Aliansi meminta pengelola jaringan bioskop se-Makassar agar menarik film garapan sutradara Fajar Bustomi dan Pidi Baiq dari daftar tayang.
Dalam pernyataannya, Aliansi menilai banyak adegan pada film Dilan 1991 yang melanggar hukum. Mereka merujuk Undang-Undang Nomor 33 Tahun 2009 tentang kegiatan perfilman dan usaha perfilman, yakni mempertontonkan adegan asusila dan amoral.
Aliansi yang diwakili belasan mahasiswa meminta agar pemerintah, melalui Dinas Pendidikan Kota Makassar, melarang penayangan film di seluruh wilayah kota.

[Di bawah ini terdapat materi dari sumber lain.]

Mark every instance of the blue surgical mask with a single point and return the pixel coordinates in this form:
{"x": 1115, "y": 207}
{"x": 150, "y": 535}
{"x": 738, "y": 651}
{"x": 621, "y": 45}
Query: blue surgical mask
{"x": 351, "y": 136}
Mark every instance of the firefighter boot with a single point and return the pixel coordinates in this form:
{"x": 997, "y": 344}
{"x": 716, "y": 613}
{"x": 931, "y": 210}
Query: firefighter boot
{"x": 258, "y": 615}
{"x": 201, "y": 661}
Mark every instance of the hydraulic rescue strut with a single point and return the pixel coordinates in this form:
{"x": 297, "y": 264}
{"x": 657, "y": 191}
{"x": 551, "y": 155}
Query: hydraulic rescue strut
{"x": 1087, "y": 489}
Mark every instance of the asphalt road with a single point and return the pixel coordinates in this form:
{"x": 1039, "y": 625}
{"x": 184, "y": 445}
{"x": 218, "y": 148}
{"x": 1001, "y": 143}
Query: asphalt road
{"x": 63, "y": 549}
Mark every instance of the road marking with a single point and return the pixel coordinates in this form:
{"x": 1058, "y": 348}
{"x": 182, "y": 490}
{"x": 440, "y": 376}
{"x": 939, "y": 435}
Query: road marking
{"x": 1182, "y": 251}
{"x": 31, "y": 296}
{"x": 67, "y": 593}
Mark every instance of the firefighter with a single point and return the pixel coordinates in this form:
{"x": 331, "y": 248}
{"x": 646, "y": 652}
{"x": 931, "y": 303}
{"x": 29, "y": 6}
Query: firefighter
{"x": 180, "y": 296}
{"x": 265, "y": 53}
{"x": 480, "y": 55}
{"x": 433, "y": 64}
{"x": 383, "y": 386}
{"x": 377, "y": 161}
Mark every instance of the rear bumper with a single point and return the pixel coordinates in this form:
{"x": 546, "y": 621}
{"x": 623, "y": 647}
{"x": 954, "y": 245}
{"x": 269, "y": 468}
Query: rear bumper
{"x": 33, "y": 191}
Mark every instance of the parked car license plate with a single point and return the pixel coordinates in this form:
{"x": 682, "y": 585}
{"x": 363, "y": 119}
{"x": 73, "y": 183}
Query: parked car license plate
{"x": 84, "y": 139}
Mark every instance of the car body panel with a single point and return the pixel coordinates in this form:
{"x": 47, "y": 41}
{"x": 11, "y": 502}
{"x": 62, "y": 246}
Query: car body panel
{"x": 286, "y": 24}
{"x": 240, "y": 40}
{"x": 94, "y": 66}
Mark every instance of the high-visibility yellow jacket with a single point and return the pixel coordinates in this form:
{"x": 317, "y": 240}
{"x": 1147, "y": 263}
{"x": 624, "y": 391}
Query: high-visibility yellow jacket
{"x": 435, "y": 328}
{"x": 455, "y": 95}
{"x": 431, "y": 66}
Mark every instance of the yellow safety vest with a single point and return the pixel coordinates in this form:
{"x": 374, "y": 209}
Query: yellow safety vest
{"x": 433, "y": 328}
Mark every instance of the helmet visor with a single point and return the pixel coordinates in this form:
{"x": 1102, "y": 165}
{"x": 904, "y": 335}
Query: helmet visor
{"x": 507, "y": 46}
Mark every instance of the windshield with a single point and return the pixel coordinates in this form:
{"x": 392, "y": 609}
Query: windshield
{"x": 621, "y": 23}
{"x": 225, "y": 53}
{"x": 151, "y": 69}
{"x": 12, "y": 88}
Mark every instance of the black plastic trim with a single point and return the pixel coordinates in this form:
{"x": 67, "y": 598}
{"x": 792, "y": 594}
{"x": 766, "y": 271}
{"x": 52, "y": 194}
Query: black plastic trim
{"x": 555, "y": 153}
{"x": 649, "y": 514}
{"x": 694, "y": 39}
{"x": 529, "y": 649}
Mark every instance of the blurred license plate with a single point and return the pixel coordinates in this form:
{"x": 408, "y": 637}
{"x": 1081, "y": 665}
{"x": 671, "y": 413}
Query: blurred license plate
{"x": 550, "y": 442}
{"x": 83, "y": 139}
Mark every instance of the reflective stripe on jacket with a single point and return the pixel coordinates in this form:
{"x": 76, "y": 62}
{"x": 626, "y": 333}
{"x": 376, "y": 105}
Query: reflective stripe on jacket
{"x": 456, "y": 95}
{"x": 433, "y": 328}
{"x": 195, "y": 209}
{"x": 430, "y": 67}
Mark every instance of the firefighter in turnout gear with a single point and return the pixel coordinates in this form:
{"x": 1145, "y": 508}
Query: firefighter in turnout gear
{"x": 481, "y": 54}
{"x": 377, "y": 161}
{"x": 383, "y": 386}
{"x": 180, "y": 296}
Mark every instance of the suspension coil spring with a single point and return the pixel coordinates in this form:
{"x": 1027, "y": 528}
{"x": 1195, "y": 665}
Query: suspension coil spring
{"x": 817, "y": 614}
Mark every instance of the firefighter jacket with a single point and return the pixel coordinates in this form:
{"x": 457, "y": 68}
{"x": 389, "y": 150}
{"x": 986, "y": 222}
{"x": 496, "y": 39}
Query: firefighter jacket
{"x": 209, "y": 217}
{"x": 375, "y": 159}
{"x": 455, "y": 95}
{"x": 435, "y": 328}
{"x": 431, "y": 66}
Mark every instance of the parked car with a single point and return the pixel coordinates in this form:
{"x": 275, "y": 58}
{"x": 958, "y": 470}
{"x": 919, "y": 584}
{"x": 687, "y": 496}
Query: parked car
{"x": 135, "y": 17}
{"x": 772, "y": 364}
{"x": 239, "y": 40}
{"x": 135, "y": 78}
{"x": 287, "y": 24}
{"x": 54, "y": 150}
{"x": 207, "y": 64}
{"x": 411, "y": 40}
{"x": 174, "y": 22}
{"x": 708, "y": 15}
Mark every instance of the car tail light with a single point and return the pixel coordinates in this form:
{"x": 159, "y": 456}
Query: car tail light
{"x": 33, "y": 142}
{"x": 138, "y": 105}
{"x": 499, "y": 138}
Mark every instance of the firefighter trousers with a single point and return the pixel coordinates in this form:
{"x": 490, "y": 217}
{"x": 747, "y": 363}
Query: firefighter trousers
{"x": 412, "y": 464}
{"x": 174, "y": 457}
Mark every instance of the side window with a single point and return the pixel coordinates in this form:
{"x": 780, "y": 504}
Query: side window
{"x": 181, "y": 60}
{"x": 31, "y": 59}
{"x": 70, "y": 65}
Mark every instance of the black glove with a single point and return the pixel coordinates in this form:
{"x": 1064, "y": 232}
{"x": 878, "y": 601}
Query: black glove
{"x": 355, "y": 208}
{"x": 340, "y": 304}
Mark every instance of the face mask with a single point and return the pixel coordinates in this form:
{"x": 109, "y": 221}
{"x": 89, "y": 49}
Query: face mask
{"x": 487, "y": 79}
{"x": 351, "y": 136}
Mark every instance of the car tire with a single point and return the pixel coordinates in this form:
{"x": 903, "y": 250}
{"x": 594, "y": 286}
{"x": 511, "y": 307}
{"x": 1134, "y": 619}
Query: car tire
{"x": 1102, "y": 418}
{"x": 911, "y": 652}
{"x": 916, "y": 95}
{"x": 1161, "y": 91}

“Film ini melecehkan guru sebagai tenaga pendidik yang menanamkan nilai-nilai kebaikan terhadap generasi muda,” ungkapnya.
Pegiat Serikat Kritikus Film Makassar Yudhistira Sukatanya menilai penolakan terhadap Dilan 1991 tidak lagi relevan. Demikian juga dengan perdebatan soal layak tidaknya. Sebab film tersebut sudah melalui lulus sensor sebelum dilepas ke publik.
Hanya saja, Yudhistira menilai selama ini memang masyarakat tidak memperoleh transparansi soal sensor film. Film yang layak tayang tidak dijelaskan penilaian dan alasannya lulus sensor. Akibatnya, masyarakat pun perlu melakukan penyaringan secara mandiri terhadap berbagai tayangan.
“Kita perlu lembaga sensor film yang kredibel. Masyarakat pun punya alat sensor mandiri. Kalau tidak suka atau tidak setuju, ya jangan nonton. Itu hukuman sosial bagi pembuat film yang tidak peduli tanggung jawab sosial,” ucapnya.